Jamestown (also known as Berrien, Jimtown, and Old Jamestown) was an unincorporated community in Smith County in the US state of Texas. The site was part of the Edward Pierce Survey and was located at the intersection of Mound Indian Trail and the Starrville-Omen Road. In 1846 the town was first settled, and in 1853 David and Elizabeth Steber began laying out streets and selling lots under the condition that no taverns be built. When a post office was built in 1855, the postmaster, JB Hall, changed the name of the community from Berrien to Jamestown. There were five Methodist and one Baptist ministers, three blacksmiths, two wagon makers, two general stores, and a cabinetmaker operating there by 1858. The 1860 census recorded three teachers in the Jamestown common school.

In 1861, Company G of the 14th Texas Voluntary Infantry of the Confederate States Army was raised in Jamestown.

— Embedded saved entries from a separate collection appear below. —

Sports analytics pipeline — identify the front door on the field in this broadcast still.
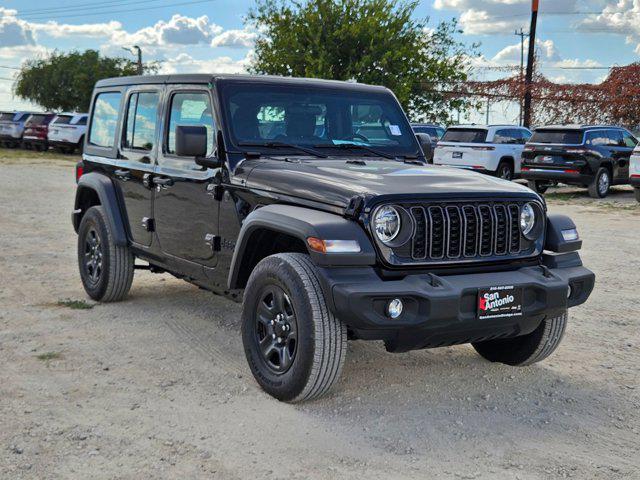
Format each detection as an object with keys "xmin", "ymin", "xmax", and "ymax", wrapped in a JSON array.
[
  {"xmin": 116, "ymin": 88, "xmax": 161, "ymax": 247},
  {"xmin": 153, "ymin": 88, "xmax": 220, "ymax": 268}
]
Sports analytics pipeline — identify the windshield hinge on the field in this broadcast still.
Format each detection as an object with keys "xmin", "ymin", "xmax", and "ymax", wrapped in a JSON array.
[{"xmin": 344, "ymin": 195, "xmax": 366, "ymax": 219}]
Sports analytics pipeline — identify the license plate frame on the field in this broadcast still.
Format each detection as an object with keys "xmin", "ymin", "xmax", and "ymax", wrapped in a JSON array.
[{"xmin": 477, "ymin": 285, "xmax": 523, "ymax": 320}]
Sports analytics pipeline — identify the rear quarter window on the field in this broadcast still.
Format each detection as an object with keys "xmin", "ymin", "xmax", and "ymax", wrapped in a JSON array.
[
  {"xmin": 441, "ymin": 128, "xmax": 487, "ymax": 143},
  {"xmin": 53, "ymin": 115, "xmax": 73, "ymax": 125},
  {"xmin": 529, "ymin": 130, "xmax": 583, "ymax": 145},
  {"xmin": 89, "ymin": 92, "xmax": 122, "ymax": 148}
]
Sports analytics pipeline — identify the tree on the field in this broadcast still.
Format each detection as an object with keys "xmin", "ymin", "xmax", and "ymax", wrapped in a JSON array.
[
  {"xmin": 14, "ymin": 50, "xmax": 153, "ymax": 112},
  {"xmin": 246, "ymin": 0, "xmax": 477, "ymax": 123}
]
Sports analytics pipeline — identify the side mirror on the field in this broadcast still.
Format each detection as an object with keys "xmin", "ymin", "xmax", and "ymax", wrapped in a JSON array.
[
  {"xmin": 415, "ymin": 133, "xmax": 433, "ymax": 161},
  {"xmin": 175, "ymin": 125, "xmax": 221, "ymax": 169}
]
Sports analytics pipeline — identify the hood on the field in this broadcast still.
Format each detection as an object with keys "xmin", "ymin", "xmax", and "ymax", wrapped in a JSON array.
[{"xmin": 245, "ymin": 158, "xmax": 539, "ymax": 209}]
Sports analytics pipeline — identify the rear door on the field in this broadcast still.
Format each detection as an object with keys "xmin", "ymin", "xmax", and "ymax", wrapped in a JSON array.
[
  {"xmin": 116, "ymin": 87, "xmax": 162, "ymax": 247},
  {"xmin": 153, "ymin": 86, "xmax": 220, "ymax": 268},
  {"xmin": 612, "ymin": 129, "xmax": 637, "ymax": 182}
]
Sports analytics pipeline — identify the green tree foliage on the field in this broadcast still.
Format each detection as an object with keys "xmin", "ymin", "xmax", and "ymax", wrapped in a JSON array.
[
  {"xmin": 14, "ymin": 50, "xmax": 151, "ymax": 112},
  {"xmin": 247, "ymin": 0, "xmax": 477, "ymax": 122}
]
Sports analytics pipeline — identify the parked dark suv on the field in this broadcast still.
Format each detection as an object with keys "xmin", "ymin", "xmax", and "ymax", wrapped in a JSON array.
[
  {"xmin": 72, "ymin": 75, "xmax": 594, "ymax": 402},
  {"xmin": 410, "ymin": 123, "xmax": 444, "ymax": 162},
  {"xmin": 521, "ymin": 125, "xmax": 637, "ymax": 197}
]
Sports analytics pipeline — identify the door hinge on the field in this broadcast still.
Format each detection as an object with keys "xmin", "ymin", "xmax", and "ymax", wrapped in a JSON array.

According to the Texas Almanac, in the years after the American Civil War ended in 1865, Jamestown’s population was 70 to 75, with an economy based mainly on producing and shipping cotton. The Stebers founded the Steber, Butler and Company Storehouse and donated two acres for a Methodist church. In 1873, the International-Great Northern Railroad was built in the area, and its company executives offered lots in nearby Overton. This caused Jamestown to decline. By 1903, there remained a one-teacher school for the town’s 19 White pupils and a three-teacher school for 84 local Black pupils. This school district eventually became a part of the Chapel Hill Independent School District. Only a church, a cemetery, and a few occupied houses appear in a 1959 map. In 1964 the last local business closed down. Jamestown no longer appears in maps after 1973.